Argentina's Dark Secret

Argentina has been making the news a lot lately. You see, it was plagued with terrible credit lo these past 15 or so years. Then, a few days ago, the South American nation issued $16.5 billion in bonds in what's being called "the largest emerging market debt deal on record." Simply put, Argentina is now back in the game economy-wise, ready, willing, and able to compete with the big boys once again. It's a bright new era, filled with optimism and jubilation.

Trust me, this was far from the case the last time I set foot on Argentinian soil. Back then, the country was in the throes of a dark, dramatic, and deadly serious conflict. And it wasn't just financial.

For the sake of brevity, I'll cut to the harsh tale. After a dinner-and-tango show, I took a cab to my hotel room in downtown Buenos Aires. I closed the door behind me, locked it, and turned on the television to unwind from the awful, awful tango.

On Spanish HBO was the Kathy Bates film Dolores Claiborne. I settled in and began watching. Then, out of the blue, things got real.

Check this out: Dolores -- a no-nonsense domestic servant living in Maine -- gets accused of tossing her employer of twenty years down the stairs to her death. And here's the kicker: Dolores totally didn't do it! I was all like, "Sweet Willie Nelson, this can't be good!"

Ah, but it gets worse. Through a series of flashbacks, we discover that years earlier, Dolores was married to an abusive redneck who made her life miserable by drunkenly abusing her and her daughter. To the point where eventually, she had no choice but to toss him down an old abandoned well. Pretty brutal, but you've gotta remember, the dude was a real SOB and kinda deserved it!

Anyhow, there was never enough evidence to charge Dolores for this, but OMG, the police guy who's pinning the dead employer's murder on her is the same guy who unsuccessfully tried to pin hubby's death on her back in the day. And this time, some two decades later, he's not backing down. Hoo boy!

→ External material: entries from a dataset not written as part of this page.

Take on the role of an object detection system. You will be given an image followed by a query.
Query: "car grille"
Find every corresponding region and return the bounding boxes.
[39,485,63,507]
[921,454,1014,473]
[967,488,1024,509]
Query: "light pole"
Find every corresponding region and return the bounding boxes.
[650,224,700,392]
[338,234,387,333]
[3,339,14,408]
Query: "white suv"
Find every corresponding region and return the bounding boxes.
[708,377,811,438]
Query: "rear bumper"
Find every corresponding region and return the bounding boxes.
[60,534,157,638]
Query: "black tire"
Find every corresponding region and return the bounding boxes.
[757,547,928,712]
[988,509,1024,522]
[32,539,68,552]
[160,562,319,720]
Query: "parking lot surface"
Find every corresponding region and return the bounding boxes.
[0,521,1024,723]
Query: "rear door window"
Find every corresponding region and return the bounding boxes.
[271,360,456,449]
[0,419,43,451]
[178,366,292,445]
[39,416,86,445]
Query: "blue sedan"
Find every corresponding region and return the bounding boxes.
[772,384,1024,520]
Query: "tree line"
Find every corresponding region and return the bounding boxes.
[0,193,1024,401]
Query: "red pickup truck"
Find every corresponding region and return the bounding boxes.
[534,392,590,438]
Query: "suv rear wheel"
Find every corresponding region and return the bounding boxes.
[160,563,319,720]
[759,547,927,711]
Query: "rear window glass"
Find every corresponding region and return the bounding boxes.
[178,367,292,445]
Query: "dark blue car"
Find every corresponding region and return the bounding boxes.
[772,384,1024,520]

Fortunately, cooler heads prevail, and with the help of her formerly estranged daughter, Dolores clears her name and avoids spending the rest of her life in prison. But hijo de puta, it was touch and go there for a while. It just goes to show, Argentina was one seriously dark roller-coaster ride of a place, where all sorts of life-changing drama could go down at the drop of a hat. So glad to see the country has found its way again.